Why do you emphasize cash flow? As previously discussed, most people do not have adequate savings for retirement. Subject to certain conditions, many individuals can obtain a loan for a house, an automobile, a boat, even education; however, individuals cannot walk into a bank and say they want a loan for retirement -- the lender will ask what collateral is involved and will also review your ability to repay based on income and assets. The time to build for retirement is well before retirement, preferably when you can let the power of compounding over time work for you.

Is inadequate retirement savings a reason why the reverse mortgage concept is becoming more available for borrowers who own their primary residence? Yes. A reverse mortgage offers to a borrower, who is at least age 62, a loan up to 70% of the value without ever paying principal and interest; the loan is paid off when the property is sold or the borrower(s) die. It appeals to retirees who have either paid off their mortgage or have sizable equity in their home, yet have little other assets. However, the borrowers are still responsible for real estate taxes and insurance. Important: although borrowers do not pay interest, the interest clock keeps ticking....compounding interest on interest

In my opinion, this is a loan of last resort. In most cases, the owners would be better off selling and either buying a smaller home or renting. They could then invest left over monies for supplemental income. However, for those homeowners who have little or no other assets and who do not want to sell their home, then a reverse mortgage may offer them a way for additional income.

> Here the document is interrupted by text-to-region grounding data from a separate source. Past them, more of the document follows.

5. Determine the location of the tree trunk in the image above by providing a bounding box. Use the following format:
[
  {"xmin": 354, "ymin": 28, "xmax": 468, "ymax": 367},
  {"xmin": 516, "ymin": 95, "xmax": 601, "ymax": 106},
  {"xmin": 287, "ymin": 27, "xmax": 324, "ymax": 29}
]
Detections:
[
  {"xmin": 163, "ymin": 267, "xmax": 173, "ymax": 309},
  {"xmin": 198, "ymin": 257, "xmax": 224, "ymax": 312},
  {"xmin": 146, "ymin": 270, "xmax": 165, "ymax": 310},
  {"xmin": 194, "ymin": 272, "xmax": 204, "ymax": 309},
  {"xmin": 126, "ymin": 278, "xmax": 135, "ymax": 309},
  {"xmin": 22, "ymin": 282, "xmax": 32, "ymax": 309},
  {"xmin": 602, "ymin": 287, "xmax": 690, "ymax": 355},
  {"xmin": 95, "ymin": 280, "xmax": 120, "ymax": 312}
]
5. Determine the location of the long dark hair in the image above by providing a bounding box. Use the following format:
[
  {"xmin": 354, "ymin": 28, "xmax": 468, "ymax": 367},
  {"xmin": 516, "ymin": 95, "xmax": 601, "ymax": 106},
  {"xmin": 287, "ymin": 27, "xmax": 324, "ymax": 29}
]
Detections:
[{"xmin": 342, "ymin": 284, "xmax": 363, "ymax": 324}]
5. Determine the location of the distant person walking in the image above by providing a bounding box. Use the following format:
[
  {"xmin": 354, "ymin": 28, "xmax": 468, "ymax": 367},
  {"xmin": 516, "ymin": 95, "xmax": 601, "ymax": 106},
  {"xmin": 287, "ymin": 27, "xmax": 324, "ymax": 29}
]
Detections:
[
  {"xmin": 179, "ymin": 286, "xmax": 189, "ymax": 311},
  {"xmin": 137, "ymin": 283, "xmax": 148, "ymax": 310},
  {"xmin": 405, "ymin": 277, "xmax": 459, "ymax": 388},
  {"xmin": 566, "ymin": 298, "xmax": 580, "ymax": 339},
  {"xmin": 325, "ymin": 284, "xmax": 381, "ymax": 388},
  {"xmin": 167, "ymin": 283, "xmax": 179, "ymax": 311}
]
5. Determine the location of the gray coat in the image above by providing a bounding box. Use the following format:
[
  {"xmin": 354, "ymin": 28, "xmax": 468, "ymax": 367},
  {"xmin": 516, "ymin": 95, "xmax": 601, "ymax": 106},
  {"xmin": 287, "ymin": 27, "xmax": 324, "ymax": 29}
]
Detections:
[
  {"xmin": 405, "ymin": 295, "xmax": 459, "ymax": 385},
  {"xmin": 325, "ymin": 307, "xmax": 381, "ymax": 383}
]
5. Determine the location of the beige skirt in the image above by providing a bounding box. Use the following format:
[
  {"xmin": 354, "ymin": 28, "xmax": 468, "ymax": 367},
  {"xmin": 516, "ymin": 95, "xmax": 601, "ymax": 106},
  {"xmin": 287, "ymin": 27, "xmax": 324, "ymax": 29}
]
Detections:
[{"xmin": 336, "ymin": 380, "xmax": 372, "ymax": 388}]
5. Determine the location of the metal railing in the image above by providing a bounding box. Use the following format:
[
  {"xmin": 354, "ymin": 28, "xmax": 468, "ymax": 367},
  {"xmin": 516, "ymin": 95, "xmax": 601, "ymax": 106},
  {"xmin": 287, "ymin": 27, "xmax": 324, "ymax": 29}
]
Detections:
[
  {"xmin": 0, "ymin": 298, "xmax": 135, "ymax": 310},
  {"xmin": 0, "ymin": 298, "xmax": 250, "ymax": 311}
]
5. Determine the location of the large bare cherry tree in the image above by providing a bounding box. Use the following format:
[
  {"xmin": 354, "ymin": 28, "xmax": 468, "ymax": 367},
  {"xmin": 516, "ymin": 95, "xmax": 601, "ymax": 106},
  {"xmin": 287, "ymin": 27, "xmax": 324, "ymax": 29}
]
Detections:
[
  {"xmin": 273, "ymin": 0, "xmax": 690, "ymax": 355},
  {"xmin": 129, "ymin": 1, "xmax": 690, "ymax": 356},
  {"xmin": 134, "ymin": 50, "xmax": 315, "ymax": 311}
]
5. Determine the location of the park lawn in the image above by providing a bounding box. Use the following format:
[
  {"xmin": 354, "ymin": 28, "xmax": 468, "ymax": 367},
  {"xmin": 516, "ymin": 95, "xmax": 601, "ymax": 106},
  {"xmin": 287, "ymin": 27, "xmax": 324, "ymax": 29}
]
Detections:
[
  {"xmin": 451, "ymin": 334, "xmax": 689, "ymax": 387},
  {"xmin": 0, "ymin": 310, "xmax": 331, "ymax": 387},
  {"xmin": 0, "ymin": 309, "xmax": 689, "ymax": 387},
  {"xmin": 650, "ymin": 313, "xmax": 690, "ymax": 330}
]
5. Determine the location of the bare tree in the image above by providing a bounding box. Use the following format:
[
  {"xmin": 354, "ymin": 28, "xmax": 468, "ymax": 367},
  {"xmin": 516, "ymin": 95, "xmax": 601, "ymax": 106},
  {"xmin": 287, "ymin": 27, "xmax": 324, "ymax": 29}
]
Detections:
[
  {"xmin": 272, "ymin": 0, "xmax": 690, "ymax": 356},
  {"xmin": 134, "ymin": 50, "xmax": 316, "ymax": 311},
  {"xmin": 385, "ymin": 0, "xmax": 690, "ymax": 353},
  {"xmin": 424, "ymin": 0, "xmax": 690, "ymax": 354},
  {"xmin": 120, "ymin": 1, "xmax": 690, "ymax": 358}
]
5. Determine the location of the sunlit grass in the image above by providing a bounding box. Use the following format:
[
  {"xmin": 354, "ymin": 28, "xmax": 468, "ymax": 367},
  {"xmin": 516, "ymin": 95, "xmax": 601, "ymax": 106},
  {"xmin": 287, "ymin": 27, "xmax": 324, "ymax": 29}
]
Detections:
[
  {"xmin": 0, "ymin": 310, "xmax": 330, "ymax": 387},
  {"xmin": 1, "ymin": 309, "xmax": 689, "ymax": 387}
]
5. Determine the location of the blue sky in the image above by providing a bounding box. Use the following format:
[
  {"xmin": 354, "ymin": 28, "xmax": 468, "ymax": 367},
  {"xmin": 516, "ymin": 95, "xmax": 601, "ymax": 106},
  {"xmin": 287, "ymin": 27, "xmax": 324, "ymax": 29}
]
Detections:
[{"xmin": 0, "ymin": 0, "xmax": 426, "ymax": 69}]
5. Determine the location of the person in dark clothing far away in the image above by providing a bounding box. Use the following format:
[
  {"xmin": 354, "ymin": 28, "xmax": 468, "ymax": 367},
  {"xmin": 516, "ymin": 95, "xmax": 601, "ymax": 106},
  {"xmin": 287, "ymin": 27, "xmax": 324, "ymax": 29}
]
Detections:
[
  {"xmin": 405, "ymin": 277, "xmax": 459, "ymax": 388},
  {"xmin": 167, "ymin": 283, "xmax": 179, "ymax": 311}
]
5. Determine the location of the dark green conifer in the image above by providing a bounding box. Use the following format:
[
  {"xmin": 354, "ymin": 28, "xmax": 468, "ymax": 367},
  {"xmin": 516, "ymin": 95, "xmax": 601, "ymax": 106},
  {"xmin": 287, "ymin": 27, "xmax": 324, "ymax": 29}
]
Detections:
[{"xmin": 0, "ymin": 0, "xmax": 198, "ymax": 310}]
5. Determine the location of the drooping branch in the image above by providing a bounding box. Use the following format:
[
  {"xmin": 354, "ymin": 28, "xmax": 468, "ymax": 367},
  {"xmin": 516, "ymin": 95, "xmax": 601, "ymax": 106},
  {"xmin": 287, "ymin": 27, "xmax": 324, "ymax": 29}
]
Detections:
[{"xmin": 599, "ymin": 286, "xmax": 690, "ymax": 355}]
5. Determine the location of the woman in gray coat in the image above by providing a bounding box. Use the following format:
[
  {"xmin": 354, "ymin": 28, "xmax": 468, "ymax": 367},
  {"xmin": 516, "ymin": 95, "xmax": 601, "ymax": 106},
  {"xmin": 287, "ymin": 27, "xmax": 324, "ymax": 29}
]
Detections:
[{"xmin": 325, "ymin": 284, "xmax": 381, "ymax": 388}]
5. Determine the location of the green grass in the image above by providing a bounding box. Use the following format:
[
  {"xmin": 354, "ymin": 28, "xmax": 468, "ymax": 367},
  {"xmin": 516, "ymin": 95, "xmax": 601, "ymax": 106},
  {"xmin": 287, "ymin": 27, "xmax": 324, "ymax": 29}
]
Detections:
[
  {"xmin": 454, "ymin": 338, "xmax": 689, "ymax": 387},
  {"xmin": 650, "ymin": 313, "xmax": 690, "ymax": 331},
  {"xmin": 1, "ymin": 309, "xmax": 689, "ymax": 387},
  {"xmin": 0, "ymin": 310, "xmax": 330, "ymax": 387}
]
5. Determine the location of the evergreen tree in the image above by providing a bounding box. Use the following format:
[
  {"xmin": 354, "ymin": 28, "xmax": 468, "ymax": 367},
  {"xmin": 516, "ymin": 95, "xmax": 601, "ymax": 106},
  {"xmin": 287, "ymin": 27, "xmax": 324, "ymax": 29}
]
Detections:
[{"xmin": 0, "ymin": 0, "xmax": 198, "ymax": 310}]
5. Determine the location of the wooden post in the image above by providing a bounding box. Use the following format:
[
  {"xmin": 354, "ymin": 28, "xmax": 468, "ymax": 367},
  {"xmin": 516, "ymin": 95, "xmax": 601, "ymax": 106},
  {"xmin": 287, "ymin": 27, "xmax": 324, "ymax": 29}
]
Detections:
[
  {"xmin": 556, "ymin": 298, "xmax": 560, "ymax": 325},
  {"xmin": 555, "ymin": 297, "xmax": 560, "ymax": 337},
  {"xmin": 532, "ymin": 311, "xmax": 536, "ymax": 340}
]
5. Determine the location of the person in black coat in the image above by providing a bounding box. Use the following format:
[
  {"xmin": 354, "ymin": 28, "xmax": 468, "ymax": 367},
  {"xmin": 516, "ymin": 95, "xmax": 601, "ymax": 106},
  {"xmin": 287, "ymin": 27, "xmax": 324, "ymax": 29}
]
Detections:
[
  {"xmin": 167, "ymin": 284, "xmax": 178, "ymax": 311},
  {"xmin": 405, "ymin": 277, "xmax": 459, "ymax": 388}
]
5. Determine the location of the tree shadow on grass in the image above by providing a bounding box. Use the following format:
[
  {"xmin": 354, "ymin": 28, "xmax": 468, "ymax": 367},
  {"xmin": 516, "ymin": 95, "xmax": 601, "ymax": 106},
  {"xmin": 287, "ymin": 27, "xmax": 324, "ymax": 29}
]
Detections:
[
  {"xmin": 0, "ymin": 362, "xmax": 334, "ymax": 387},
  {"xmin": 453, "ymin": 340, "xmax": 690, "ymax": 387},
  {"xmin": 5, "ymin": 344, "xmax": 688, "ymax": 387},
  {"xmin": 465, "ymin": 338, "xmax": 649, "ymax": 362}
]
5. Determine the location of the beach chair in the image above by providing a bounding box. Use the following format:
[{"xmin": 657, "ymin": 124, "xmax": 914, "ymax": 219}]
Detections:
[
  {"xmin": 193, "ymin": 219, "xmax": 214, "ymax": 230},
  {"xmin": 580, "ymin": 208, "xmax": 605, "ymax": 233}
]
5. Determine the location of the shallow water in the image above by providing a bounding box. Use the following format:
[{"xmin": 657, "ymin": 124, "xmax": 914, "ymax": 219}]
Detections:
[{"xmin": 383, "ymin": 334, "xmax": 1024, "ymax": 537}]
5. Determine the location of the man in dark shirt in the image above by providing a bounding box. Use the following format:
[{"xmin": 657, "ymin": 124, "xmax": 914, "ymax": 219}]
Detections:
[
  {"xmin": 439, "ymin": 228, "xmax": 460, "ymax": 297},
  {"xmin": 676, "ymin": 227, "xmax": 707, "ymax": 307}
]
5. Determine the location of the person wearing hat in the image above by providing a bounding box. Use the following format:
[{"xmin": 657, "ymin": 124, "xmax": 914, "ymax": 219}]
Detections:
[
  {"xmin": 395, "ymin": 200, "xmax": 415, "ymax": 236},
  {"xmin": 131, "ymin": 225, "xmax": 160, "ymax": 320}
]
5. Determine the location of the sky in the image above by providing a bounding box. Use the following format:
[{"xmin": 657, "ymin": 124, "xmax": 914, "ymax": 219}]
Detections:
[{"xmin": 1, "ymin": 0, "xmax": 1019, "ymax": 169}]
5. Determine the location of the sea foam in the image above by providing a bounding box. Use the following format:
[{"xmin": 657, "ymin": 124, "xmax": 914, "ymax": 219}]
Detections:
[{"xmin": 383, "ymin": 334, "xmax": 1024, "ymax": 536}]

Could you give another example of the power of compounding? Assume a $9,000 401k investment ($6K plus $3K with company match) for one year only. Future Values of $9,000 @ 8% and 10%:
@ 8% compounded annually grows to: $19,430 in 10 years; $28,550 in 15 years; $61,636 in 25 years
@ 10% compounded annually grows to: $23,344 in 10 years; $37,595 in  15 years; $97,512 in 25 years

Contributing another $9,000 ($6K plus $3K with company match) in year two results in the following:
@ 8% compounded annually grows to: $37,875 in 10 years; $56,031 in 15 years; $127,698 in 25 years
@ 10% compounded annually grows to: $45,398 in 10 years; $73,881 in 15 years; $195,739 in 25 years

In many instances, borrowers can achieve financial security by reallocating debt, investing the cash flow savings and allowing the power of time and compounding to work for them.